Home Selling Guide

Selling a home is absolutely a case by case scenario. While I build a general marketing plan, every home is different, and every buyer is different. The most important thing for selling a home quick is getting people out to see the home itself through great marketing, and the correct marketing for the home. Luckily, this is what I excel at.

You can start this process out by doing both a quick and instant home valuation by clicking here. If you want more details and maybe a better valuation, I can do a custom CMA for you by clicking here. This is a quick outline to what the process looks like:

1. Let’s see the place

The first step for me is to come out and see the home. We’ll look at what’s great about the home, what’s been updated, what could use some fixing up, and overall condition of the home. We’ll do a property condition disclosure that’s required by each seller to present to prospective buyers. While an inspector will do a much more thorough job than we will, this gives us a starting point of what we can expect in cost for repairs.

2. Pull comps

Next, we need to get an idea of what your home is worth. A “comp” just means “comparable”. Other lingo for it is “CMA”, or comparative market analysis. In the end, it’s the appraiser for the buyer’s mortgage lender that determines the opinion of value for they will receive financing for, but I’ll do some CMAs will give us a good idea of what price to list it on the market for. Just know it’s not a perfect science. Each appraiser is different, some are more liberal, some are more conservative. They are simply here to give a lender an opinion of value for lending purposes. If it’s a cash offer, and the home is in high demand, sometimes you can get over asking- especially in our market.

3. Marketing

My favorite part. This is where we make the house look as awesome as possible so people will actually come out to see it. If you can get them to come to the home, then they can imagine what it would be like living there. Getting them excited to come see the home is what I do well. We need to get the home as clean as possible, and staged properly and neutrally. Then I’ll produce all the fun media and web stuff. Facebook and social media ads, the local MLS database, exclusive websites, road signs, flyers, fun open houses, exclusive mass newsletters I’ve personally built, and more are all part of the marketing to get a home sold- and sold as fast as possible with a great offer! Every home has a story to tell. I’ll help tell the best story possible so the right buyer will come along to buy it. Here are two very different marketing approaches for two very different homes. Both sold.
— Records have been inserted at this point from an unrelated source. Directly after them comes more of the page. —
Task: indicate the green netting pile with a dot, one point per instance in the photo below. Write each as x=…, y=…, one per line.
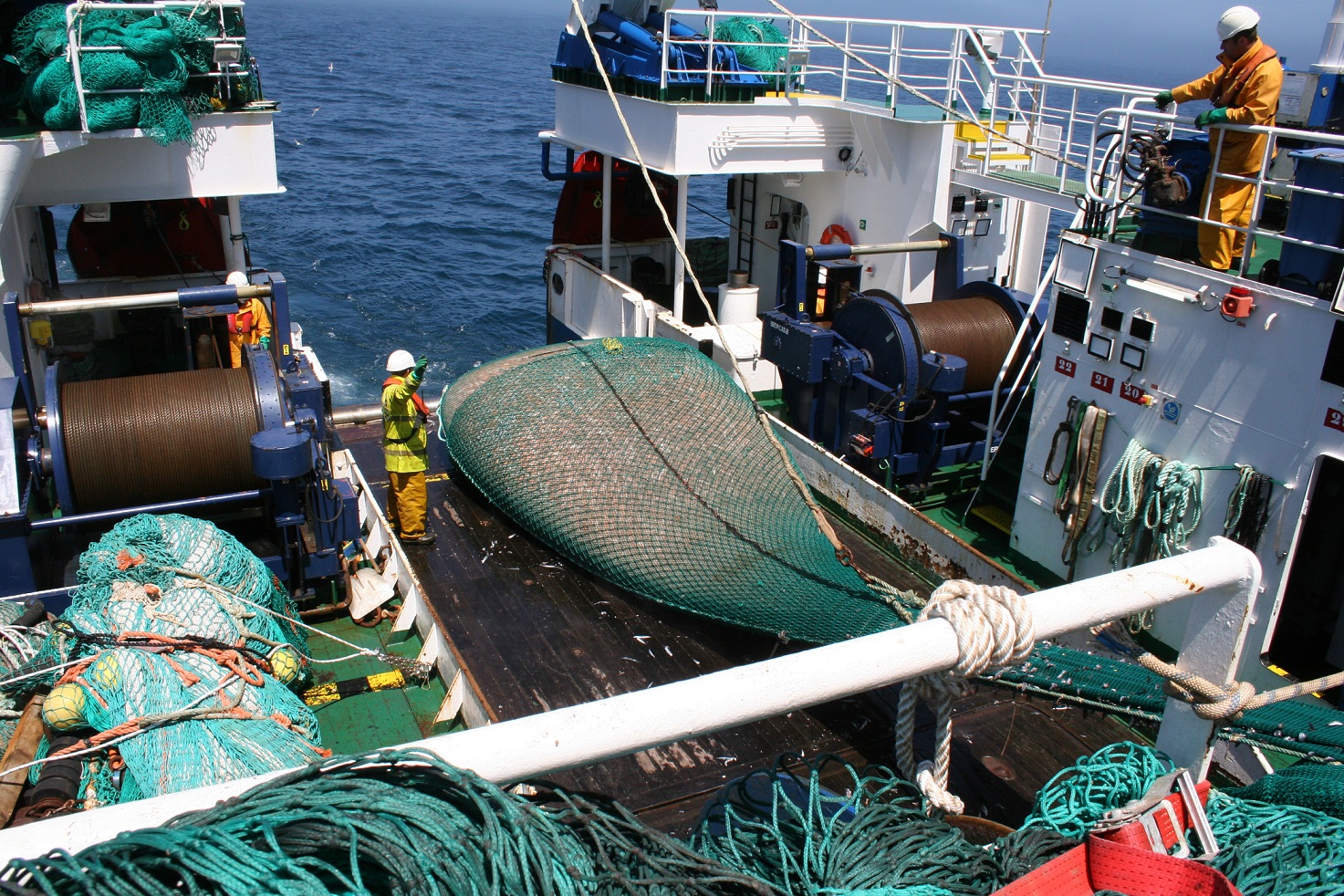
x=642, y=463
x=753, y=33
x=391, y=822
x=406, y=822
x=858, y=833
x=17, y=646
x=184, y=641
x=158, y=56
x=1265, y=849
x=1298, y=727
Both sellers earned plenty return!

Many times we could absolutely receive the offering you’re looking for in a day or two. The Nashville area market can be awesome like that. Sometimes, like the farm home above, the home might sit for a bit. However, that farm house was on the market for two months before my wife and I took it over WITHOUT ONE SHOWING. That’s why marketing is important. Once we took it over, we had dozens of showings.

4. Say yes to an offer

I’ll submit every offer that comes in to you. Even the bad ones! Ha. It’s my job to make sure you know what’s going on! Once you hear the offer you want, we’ll say yes and I’ll have the buyer’s agent submit the offer in writing. Once we sign, it becomes a contract. Again, this is what I do. I have a great circle of others agents (like my wife), brokers, lenders, and advisors around me that I consult with on every deal. We’ll make sure the contract is negotiated well, to your best interest.

5. Agree on terms, and fix stuff.

This isn’t the fun part, but necessary to bank on that equity your going to get from your home sell. Every offer, even great ones, will still have terms, conditions, contingencies, all the stuff legal and contactual binding details that will have to be met. Like termites. If an inspector finds them, it’s the sellers responsibility to order a remediation. And this is very common in Tennessee. Here are a few other common contingencies written into the contract:

  • Simple repairs: leaks, cracks, radon and termite remediation
  • Major repairs: mold, asbestos, rotton decks, plumbing
  • Improvements: new paint, new blinds, new carpet, installing hardwood
  • Closing costs negotiations
  • Purchase contingent upon buyers selling their home

Once all conditions and contingencies are met, we can let the buyers know we’re good to close. The hard part is over. Now the buyer’s lender goes to work and we wait on a check!

6. Move out and get paid

Well, almost all the hard stuff is over. You still have to move your stuff out! We’ll figure that out to as the transition needs to work for everyone. No one wants to be homeless or live in a hotel for a few days. But once the closing day comes, and all funding is complete, you’ll hand over the keys and they’ll be delivered to the new owners once they complete closing.